IAS Thursdays | Posing Slaves for the Camera: Race, Memory, and Representation in Khartoum, 1882

Event Date and Time
Thursday, Feb 24, 2022
3:30 pm
Event Location
An Online Event
Free and Open to the Public (Registration Requested)

Eve Troutt Powell
Christopher H. Browne Distinguished Professor of History
University of Pennsylvania School of Arts & Sciences

This talk will explore a series of photos taken in 1882 by the French photographer and consul to Sudan, Louis Vossion.  Charged with producing a volume on the Sudanese population, Vossion tried to portray who were the typical races. Only a few years after the volume was published, the Mahdiyya had overtaken Khartoum.  By the time they were first seen in pictures in France, many of Vossion’s subjects were dead, in prison or in exile.

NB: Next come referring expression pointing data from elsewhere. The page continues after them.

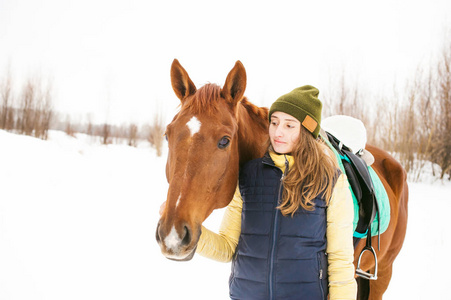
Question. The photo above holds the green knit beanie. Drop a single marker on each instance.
(303, 104)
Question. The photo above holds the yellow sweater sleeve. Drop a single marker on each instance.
(340, 249)
(221, 247)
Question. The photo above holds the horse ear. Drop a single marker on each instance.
(181, 83)
(235, 84)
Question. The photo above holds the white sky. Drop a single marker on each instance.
(122, 50)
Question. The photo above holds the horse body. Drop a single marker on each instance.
(215, 132)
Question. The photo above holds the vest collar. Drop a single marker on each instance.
(278, 160)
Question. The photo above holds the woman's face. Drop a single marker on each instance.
(284, 131)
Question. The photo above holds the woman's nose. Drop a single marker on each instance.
(279, 131)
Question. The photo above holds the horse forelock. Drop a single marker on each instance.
(205, 100)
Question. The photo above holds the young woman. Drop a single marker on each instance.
(288, 229)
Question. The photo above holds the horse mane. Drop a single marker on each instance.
(258, 114)
(204, 100)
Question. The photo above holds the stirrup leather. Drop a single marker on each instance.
(362, 273)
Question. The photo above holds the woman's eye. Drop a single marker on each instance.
(223, 142)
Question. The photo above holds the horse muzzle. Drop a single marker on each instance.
(177, 244)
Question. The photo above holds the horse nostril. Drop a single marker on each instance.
(157, 233)
(187, 238)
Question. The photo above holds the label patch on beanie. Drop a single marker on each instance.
(309, 123)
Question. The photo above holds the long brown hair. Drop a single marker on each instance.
(312, 174)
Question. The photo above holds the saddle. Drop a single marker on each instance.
(355, 166)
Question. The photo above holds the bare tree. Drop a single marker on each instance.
(133, 135)
(6, 110)
(156, 134)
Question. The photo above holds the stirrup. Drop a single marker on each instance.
(362, 273)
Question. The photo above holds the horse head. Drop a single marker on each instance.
(203, 158)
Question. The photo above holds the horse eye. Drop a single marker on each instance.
(224, 142)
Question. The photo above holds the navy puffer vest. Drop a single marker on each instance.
(277, 257)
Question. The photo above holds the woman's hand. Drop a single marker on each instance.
(162, 207)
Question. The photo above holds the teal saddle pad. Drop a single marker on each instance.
(381, 198)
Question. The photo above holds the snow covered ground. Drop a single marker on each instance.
(77, 221)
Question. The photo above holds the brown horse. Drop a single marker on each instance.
(215, 132)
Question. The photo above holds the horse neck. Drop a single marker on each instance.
(252, 131)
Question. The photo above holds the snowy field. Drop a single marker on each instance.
(77, 221)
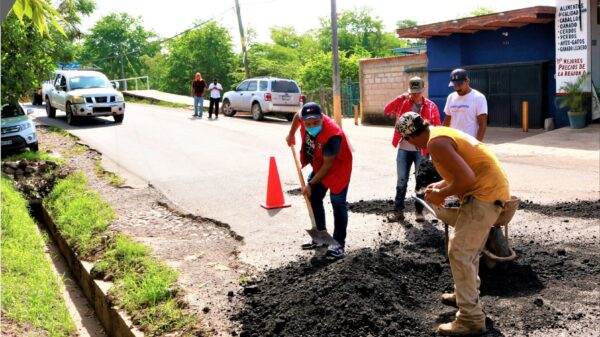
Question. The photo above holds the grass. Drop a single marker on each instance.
(33, 156)
(30, 290)
(62, 132)
(80, 214)
(144, 287)
(155, 102)
(109, 177)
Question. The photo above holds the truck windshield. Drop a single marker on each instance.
(86, 82)
(12, 110)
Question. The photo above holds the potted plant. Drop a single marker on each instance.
(574, 98)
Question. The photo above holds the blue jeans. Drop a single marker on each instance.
(340, 210)
(404, 161)
(198, 105)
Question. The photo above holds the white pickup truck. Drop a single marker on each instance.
(83, 93)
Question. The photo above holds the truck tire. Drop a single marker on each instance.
(257, 114)
(50, 111)
(226, 109)
(71, 118)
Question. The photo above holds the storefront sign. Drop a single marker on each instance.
(572, 41)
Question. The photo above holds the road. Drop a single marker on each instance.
(219, 168)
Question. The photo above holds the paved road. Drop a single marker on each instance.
(218, 169)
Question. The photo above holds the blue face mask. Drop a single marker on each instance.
(314, 131)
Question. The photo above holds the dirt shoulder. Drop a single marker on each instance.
(202, 251)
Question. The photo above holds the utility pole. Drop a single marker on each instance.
(337, 101)
(244, 54)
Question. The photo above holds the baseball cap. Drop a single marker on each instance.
(416, 85)
(458, 76)
(310, 110)
(409, 123)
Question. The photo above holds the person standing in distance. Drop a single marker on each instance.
(198, 87)
(466, 108)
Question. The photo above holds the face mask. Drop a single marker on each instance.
(314, 131)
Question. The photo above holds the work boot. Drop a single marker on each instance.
(449, 299)
(460, 328)
(397, 216)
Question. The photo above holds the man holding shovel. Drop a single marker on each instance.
(473, 173)
(325, 148)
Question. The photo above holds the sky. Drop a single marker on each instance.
(167, 18)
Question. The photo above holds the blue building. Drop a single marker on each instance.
(510, 57)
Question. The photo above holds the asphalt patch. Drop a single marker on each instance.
(394, 289)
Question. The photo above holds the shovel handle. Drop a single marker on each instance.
(302, 184)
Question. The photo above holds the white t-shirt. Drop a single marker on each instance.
(464, 111)
(214, 93)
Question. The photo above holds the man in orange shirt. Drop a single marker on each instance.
(473, 173)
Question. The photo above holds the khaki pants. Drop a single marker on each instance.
(471, 229)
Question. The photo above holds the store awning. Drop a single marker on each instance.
(516, 18)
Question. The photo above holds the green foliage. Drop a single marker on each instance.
(80, 214)
(207, 50)
(574, 97)
(33, 156)
(144, 287)
(118, 38)
(40, 12)
(30, 291)
(479, 11)
(358, 29)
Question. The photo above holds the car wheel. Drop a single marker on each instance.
(50, 111)
(226, 109)
(257, 114)
(71, 118)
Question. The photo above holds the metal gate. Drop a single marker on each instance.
(350, 97)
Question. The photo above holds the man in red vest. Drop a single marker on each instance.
(325, 148)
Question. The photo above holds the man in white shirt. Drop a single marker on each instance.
(215, 89)
(466, 108)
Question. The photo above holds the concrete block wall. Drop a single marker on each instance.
(383, 79)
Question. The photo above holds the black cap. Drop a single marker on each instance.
(458, 76)
(311, 110)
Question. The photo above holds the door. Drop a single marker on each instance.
(285, 92)
(249, 95)
(236, 98)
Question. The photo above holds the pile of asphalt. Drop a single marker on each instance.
(394, 289)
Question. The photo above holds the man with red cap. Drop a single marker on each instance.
(325, 148)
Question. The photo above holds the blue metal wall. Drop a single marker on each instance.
(532, 42)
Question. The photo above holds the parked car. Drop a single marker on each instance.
(264, 96)
(83, 93)
(18, 131)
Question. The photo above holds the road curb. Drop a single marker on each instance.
(115, 323)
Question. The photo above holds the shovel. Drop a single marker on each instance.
(320, 237)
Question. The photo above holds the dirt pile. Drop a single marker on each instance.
(394, 290)
(33, 178)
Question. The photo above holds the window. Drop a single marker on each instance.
(264, 85)
(243, 86)
(284, 86)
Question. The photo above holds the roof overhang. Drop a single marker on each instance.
(513, 19)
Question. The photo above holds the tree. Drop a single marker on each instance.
(357, 28)
(117, 42)
(28, 57)
(479, 11)
(207, 50)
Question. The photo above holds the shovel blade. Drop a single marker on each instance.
(320, 237)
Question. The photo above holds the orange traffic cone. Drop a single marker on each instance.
(274, 192)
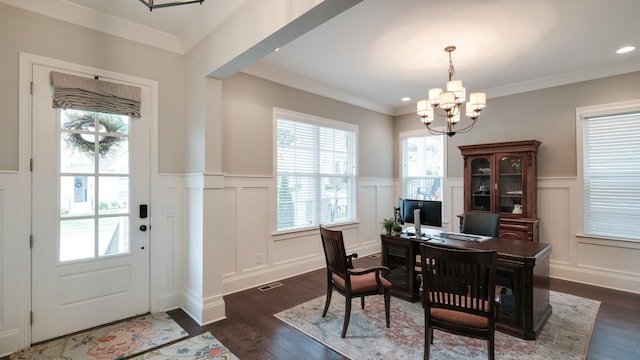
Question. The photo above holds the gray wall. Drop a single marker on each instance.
(247, 128)
(22, 31)
(547, 115)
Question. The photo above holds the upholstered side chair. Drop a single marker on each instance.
(349, 281)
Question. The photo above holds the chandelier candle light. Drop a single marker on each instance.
(449, 104)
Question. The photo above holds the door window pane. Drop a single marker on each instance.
(77, 239)
(94, 185)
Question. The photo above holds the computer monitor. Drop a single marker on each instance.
(430, 212)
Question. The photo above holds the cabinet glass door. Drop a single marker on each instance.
(481, 188)
(510, 183)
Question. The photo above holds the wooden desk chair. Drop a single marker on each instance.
(458, 294)
(481, 223)
(348, 281)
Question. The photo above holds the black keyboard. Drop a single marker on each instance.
(462, 237)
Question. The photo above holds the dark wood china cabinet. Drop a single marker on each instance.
(502, 178)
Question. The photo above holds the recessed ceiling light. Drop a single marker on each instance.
(625, 49)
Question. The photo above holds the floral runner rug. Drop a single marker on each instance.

Co-sponsored by the Department of African American & African Studies, Department of Asian & Middle Eastern Studies, and Department of History at the University of Minnesota.

 

 

EVE M. TROUTT POWELL is the Christopher H. Browne Distinguished Professor of History and Africana Studies who teaches the history of the modern Middle East. As a cultural historian, she emphasizes the exploration of literature and film in her courses. She is the author of Tell This in my Memory: Stories of Enslavement from Egypt, Sudan and the Ottoman Empire (Stanford University Press, 2012), A Different Shade of Colonialism: Egypt, Great Britain and the Mastery of the Sudan (University of California, 2003) and the co-author, with John Hunwick, of The African Diaspora in the Mediterranean Lands of Islam, (Princeton Series on the Middle East, Markus Wiener Press, 2002). Troutt Powell received her B.A, M.A and PhD from Harvard University. Prior to coming to Penn she taught for ten years at The University of Georgia. She has received fellowships from the American Research Center in Egypt and the Social Science Research Council, and has been a fellow at the Institute for Advanced Study in Princeton and at the Radcliffe Institute for Advanced Study. In 2003 she was named a MacArthur Foundation Fellow.

Image: Bongo tribe, Sudan. Louis Vossion, 1882.